Perhaps a small child trying to say Rebecca for the first time? An extremely drunken American sportscaster referring to a ferocious sack made by SF 49ers star linebacker NaVorro Bowman?
Though vaguely humourous both would be incorrect.
Now I imagine a fair few of you sharper tacks, those of you familiar with European languages would deduce that it might be a place or an attraction; owing to its giveaway pünctuation.
You of course would be right. Lübbecke is a village in northern Germany (population just shy of 26,000) nestled in the Wiehe Mountains, about an hour and a half drive west of Hanover. A small modern town centre surrounded by hills on which sit some stunningly grand squat sturdy houses. While you visit this little town that have no real attractions, you can play some free slots and drink this amazing beer. It’s not exactly mobbed with tourists, I however found myself there on a work trip last October.
For you WW2 buffs, the area was quite important for the occupying British forces after 1945. It served as an administrative hub for the British Occupation Zone authorities who worked out of the municipal buildings and were housed in the local homes.
We actually stayed and worked out of what was an old Hitler Youth training camp. A scary prospect, but long gone were any vestiges of its darker past. Run by British Army Chaplains since the early ’80’s Chruch House had a very welcoming and serene feel. Not surprising as it serves as a home of respite and sensitivity training facility for UK service personnel.
Much to my delight, the mess bar was well stocked with the local beer. Brewed by the privately owned Barre Brewery, which was a stone’s throw from where I was stood. It was a good sign. Very. Fresh. Beer. And a bargain @ €1 for a bottle.
With a not quite properly translated claim to fame like “city of beer fountain” being attributed to the area, the bar (sorry I couldn’t help myself) was set quite high. I ordered a bottle of “Pilsener” from the less than effusive barman and poured into my mini stein. I loved everything about that glass. Sandblasted smooth, perfectly weighted and fitting so well in my hand that it could have been made for me. Damn I miss it.
Pale yellow and a lively soapy head. The nose was classic Pils and popped with crispness, golden grain and a touch of resinous hop. Surgically precise, clean and utterly delicious.
I brought a bottle home and had it with a daunting cabbage, apple and beetroot soup.

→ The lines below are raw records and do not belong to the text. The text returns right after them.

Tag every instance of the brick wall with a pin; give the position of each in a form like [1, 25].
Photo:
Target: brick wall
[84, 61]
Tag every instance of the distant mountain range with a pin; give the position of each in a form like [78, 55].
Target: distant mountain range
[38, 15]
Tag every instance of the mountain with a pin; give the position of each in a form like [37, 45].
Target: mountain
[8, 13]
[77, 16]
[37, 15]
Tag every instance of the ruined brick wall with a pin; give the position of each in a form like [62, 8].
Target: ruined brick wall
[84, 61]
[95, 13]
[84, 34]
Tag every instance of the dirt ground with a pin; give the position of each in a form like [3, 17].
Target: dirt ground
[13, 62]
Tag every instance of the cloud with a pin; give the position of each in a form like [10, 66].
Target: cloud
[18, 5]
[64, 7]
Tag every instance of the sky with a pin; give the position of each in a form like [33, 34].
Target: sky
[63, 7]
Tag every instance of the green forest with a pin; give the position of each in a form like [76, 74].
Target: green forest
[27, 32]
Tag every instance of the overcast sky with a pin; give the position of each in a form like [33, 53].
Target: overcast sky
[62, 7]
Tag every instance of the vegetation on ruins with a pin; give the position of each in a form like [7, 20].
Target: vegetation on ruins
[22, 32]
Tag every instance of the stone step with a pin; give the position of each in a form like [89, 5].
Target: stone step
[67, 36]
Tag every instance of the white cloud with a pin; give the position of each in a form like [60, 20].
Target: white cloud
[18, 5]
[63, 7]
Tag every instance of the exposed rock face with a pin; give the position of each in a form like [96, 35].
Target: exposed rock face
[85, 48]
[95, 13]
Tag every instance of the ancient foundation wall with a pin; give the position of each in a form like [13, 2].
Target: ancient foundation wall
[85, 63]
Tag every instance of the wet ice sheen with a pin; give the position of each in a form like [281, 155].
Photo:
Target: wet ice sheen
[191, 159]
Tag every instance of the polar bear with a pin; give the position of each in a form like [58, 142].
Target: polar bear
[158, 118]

Cut through it like a razor. Ironic as that’s what that soup did to my insides. Yikes. Open a window would you dear.
I also brought home a bottle of their Weizen (wheat). Looking at it in the glass reminded me of swimming in a muddy river as a kid, an earthy brown haze cut through with shafts of dappled sunlight.
A balanced 5.4% abv with a dense milk shake foam head it pulsed with aromas of clove oil, wet banana skin and dried coriander seed. What I got on the nose replayed on my palate but as a luxurious velvet wheat whirlpool. Stuff is dangerously drinkable. I think it lasted about 8 minutes. Very tasty.
In addition to the Pils and Weizen, Barre brew a Dark, Alcohol-Free, Festbier, Maibock and an Alt. So if you ever happen to find yourself in the vicinity of Lübbecke for whatever reason, then Barre is a must try.